Whyalla

This seaside city is blessed with more than 300 days of sunshine a year and offers a wealth of attractions and events. Whyalla is a great spot for keen fishermen, divers and boat enthusiasts. The city hosts the hotly-contested Australian Amateur Snapper Fishing Championship.

It's home to a maritime museum that exhibits the largest permanently land-locked ship in Australia - the HMAS Whyalla wartime corvette, which was the first ship built at Whyalla's BHP shipyards in 1941. And between May and August every year hundreds of thousands of giant cuttlefish gather to spawn in and around the rocky shores of nearby Black Point and Point Lowly. It's an awesome underwater spectacle.

There's also a marina, foreshore with parkland, and the Hummock Hill lookout to take in. Hummock Hill once served as a gun battery and observation post to protect the town's shipyards during World War II. Now it offers an unequalled view of Whyalla and the steelworks; foreshore and upper Spencer Gulf across to the southern Flinders Ranges, Port Bonython and the nearby Point Lowly lighthouse; and westwards to the Middleback Ranges.
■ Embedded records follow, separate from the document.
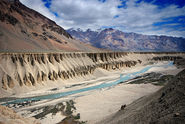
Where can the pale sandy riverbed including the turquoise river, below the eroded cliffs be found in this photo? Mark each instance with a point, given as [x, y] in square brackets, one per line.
[97, 100]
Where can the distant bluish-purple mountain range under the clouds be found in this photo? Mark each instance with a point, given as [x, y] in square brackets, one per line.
[113, 39]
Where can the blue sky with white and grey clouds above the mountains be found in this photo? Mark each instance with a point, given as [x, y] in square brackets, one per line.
[161, 17]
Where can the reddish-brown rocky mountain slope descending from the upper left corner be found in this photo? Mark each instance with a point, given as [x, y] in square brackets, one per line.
[23, 29]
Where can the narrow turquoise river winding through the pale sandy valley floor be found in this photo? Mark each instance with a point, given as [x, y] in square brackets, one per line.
[123, 78]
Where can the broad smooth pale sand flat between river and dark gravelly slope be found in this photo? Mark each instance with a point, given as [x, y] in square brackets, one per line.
[99, 104]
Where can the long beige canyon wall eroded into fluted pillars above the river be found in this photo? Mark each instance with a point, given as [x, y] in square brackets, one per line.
[20, 70]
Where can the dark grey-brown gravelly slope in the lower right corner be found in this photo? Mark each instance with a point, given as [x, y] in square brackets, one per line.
[166, 106]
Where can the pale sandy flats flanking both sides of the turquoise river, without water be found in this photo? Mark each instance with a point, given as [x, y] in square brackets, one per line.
[93, 105]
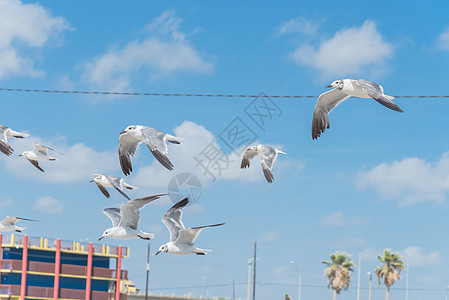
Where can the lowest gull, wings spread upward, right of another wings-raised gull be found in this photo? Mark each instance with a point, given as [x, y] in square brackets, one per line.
[181, 239]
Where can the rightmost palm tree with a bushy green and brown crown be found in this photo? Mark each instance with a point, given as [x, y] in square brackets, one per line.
[389, 270]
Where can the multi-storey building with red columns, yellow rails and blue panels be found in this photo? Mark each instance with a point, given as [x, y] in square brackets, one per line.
[43, 268]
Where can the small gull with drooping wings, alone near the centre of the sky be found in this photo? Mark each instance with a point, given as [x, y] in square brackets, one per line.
[267, 157]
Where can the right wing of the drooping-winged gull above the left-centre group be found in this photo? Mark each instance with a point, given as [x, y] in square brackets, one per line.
[156, 142]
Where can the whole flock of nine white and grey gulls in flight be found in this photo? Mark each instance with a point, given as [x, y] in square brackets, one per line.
[125, 219]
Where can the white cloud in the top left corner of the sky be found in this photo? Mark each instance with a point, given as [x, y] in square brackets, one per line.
[24, 26]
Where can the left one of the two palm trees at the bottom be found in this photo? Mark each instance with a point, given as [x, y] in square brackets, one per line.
[337, 271]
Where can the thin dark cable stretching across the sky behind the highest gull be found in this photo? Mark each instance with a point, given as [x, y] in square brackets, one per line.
[189, 95]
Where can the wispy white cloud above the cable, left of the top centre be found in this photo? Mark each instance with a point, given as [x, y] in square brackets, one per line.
[163, 51]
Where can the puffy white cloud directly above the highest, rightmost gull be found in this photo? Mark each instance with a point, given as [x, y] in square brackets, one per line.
[352, 51]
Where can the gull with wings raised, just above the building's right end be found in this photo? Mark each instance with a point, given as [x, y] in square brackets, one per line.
[126, 219]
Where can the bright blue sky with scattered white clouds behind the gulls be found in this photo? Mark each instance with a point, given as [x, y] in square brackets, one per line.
[376, 179]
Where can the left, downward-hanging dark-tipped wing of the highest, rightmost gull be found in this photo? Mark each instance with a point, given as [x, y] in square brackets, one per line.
[325, 104]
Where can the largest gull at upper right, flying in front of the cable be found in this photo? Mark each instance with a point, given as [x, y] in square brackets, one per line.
[342, 90]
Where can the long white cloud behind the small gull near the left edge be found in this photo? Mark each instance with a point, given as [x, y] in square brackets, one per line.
[78, 163]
Known originally as Hummock Hill, Whyalla was developed from 1901 as a departure port for iron discovered at the nearby town of Iron Knob. The town flourished around its BHP steelworks and mining operations. Whyalla is South Australia's third largest city and offers major shopping centres, a range of accommodation options, dining and sports facilities.

Visit the Mount Laura Homestead Museum, the wetlands, lovely Ada Ryan Gardens with its mini zoo, or take a tour of the steelworks. There are also a variety of scenic drives and walking trails in the region.